PUMPKIN BREAD 
3/4 c. butter
2 1/2 c. sugar
4 eggs
1 can (1 lb.) pumpkin
1/3 c. water
3 1/2 c. all purpose flour
2 tsp. baking soda
1 1/2 tsp. salt
1 1/2 tsp. baking powder
1 tsp. cinnamon
1 tsp. ground cloves
2/3 c. chopped nuts
1/2 c. chopped maraschino cherries
Fresh fruit (optional)
Cream cheese (optional)

Cream together butter and sugar in large mixing bowl; add eggs all at once. Add pumpkin and water, stirring until well blended. In separate bowl, combine remaining ingredients except nuts and cherries; mix well.

Stir dry ingredients into pumpkin mixture, a little at a time, until well blended. Stir in nuts and cherries.

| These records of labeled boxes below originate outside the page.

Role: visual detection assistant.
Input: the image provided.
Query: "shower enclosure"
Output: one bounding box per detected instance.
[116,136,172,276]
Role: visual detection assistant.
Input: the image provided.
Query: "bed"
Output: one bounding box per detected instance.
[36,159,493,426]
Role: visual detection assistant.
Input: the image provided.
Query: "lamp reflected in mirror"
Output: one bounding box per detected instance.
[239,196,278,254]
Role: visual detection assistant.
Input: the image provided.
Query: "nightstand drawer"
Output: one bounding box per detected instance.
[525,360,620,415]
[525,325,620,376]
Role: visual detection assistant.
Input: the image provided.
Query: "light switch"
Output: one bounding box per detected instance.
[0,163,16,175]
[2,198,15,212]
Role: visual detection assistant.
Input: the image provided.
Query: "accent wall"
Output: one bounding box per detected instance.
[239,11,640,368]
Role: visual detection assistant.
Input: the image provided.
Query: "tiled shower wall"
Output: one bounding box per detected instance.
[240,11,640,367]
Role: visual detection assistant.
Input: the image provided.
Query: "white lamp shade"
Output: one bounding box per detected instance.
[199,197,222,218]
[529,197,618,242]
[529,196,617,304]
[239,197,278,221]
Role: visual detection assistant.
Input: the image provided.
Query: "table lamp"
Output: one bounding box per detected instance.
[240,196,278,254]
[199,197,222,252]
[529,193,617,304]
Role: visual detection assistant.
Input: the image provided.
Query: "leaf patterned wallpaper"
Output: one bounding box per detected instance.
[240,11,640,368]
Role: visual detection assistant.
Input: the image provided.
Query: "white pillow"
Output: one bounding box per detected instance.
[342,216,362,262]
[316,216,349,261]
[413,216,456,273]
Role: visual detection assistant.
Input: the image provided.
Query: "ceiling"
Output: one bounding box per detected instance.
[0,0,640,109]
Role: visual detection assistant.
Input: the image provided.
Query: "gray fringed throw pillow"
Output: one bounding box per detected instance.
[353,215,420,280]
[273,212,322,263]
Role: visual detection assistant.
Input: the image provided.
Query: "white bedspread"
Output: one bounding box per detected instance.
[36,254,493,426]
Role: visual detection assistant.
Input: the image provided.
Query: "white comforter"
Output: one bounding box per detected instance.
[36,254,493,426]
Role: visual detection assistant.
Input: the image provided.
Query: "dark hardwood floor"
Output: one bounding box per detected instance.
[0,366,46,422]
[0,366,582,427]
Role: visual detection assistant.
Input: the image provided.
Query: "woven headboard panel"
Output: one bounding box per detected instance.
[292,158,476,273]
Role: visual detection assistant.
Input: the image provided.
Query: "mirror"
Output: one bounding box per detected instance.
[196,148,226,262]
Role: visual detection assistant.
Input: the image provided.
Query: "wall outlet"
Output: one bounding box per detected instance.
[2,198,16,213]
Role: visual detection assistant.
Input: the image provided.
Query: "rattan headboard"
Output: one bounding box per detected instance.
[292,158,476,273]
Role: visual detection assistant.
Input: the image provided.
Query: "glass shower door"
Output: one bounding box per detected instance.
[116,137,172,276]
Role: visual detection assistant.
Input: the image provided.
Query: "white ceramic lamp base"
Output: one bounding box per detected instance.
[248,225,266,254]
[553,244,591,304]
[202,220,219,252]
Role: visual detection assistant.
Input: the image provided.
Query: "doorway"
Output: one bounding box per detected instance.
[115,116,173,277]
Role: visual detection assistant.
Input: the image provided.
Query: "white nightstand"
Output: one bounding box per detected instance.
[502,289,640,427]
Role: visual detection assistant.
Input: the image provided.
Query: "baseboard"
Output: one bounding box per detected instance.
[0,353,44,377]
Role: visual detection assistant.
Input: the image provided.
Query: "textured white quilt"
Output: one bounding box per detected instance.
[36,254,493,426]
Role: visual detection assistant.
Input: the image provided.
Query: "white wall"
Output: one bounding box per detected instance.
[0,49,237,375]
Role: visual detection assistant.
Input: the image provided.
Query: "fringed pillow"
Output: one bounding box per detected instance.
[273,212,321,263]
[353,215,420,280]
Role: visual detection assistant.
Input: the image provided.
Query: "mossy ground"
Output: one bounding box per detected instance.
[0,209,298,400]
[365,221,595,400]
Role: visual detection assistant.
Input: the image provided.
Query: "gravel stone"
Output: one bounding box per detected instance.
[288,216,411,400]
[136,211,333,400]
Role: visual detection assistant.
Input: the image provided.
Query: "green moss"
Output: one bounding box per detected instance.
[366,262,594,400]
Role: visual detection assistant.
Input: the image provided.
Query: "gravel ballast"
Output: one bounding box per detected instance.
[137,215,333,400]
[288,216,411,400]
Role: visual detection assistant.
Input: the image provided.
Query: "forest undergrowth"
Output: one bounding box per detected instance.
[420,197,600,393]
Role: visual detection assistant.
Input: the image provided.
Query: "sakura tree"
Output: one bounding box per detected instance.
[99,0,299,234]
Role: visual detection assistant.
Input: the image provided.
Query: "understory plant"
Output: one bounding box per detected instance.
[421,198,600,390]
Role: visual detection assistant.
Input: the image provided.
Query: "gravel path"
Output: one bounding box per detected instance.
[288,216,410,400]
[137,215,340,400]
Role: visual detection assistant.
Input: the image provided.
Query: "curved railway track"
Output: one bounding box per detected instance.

Grease and flour 2 loaf pans; divide batter evenly into pans and bake in preheated 350 degree oven about 1 hour and 10 minutes, or until toothpick inserted in center comes out clean. Cool 15 minutes before removing from pan to wire racks; cool completely before wrapping with foil or plastic wrap. Serve with fresh fruit and cream cheese, if desired. Makes 2 loaves and is good to freeze.